On the other hand, I’m mostly just scratching my head over the rumor. Fortune says Whitman’s job will include coaching startups, and despite her experience and celebrity, Whitman seems like a strange choice for that job. As far as I can tell, the closest thing she has to startup experience is her time at eBay, but even then she joined three years after the company was founded, when it already had 30 employees. That’s tiny compared to what the company’s size now, but it wasn’t exactly a super-early startup. She has also worked at large companies like Procter & Gamble and Hasbro.

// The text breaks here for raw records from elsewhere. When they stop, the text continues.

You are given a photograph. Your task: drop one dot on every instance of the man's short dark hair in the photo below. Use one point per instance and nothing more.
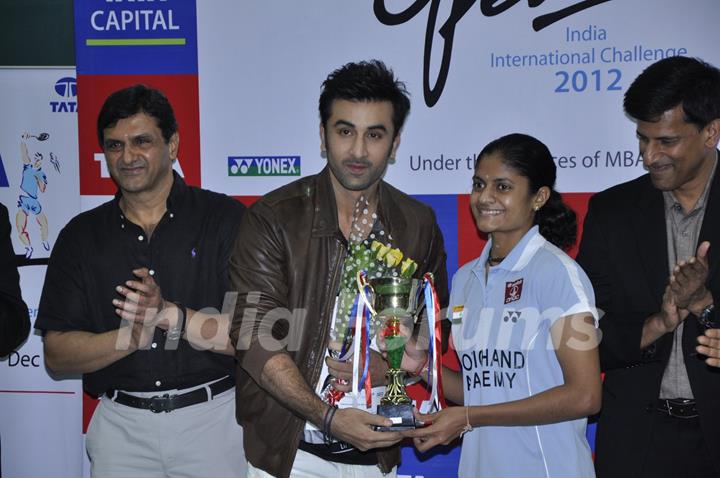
(676, 81)
(133, 100)
(365, 81)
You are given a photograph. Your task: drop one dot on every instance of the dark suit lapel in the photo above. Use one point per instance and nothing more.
(710, 230)
(651, 237)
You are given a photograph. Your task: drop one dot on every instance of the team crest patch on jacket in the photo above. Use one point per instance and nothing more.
(513, 291)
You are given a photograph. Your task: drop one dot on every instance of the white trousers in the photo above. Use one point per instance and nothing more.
(202, 440)
(307, 465)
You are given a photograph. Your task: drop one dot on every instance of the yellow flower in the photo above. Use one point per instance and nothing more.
(382, 251)
(393, 257)
(408, 268)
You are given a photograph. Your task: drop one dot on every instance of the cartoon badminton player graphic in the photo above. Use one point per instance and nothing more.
(34, 181)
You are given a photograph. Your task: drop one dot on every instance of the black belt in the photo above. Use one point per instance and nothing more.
(168, 403)
(678, 407)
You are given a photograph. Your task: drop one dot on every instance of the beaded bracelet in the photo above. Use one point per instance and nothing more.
(327, 421)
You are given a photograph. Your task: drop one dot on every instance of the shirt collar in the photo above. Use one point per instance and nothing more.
(672, 203)
(174, 199)
(519, 256)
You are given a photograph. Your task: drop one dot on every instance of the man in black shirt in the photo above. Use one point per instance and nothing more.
(120, 305)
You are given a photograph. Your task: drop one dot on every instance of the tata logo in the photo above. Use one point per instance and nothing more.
(66, 88)
(263, 165)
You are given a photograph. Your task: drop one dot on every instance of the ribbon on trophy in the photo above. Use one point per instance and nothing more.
(362, 310)
(434, 378)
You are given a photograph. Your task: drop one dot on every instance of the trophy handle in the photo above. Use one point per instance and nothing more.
(362, 284)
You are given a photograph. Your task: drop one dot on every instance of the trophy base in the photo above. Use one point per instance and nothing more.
(401, 416)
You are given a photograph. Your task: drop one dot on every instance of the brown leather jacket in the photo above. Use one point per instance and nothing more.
(290, 250)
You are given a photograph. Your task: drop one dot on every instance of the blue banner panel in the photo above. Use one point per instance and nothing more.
(445, 207)
(114, 37)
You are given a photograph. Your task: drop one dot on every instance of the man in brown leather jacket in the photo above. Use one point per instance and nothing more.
(287, 269)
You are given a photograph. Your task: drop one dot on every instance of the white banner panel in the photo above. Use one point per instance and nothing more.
(39, 416)
(261, 65)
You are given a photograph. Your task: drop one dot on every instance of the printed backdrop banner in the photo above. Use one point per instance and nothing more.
(38, 169)
(249, 74)
(476, 71)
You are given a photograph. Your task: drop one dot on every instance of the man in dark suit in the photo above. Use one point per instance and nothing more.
(651, 248)
(14, 320)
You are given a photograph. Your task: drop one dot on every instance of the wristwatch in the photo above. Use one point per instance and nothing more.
(706, 317)
(175, 333)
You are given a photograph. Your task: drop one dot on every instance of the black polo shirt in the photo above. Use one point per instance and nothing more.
(188, 254)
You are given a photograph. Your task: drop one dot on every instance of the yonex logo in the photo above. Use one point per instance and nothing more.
(263, 165)
(66, 87)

Now, Kleiner may want Whitman to guide companies as they mature and to introduce them to larger partners/acquirers, but it still feels a little off that her most relevant Web startup experience came more than a decade ago.
Whitman is an odd match for Kleiner in another way. Doerr is a prominent donor to the Democratic Party and has ties to President Barack Obama, having been appointed to Obama’s economic advisory commission and also hosting Obama’s recent dinner with tech industry leaders. Whitman, meanwhile, ran as a Republican and had the support of Obama’s 2008 opponent John McCain. Not that politics should affect Kleiner’s hiring decisions, but it just adds to my sense that it’s an odd move.
Update: A Kleiner spokesperson just sent me a message confirming the news. The press release includes the following statement from Kleiner partner Ted Schlein:
Meg helped build eBay into one of the leading players in online commerce. Her experience and strategic advice will be invaluable to entrepreneurs who are rapidly changing the way business is done.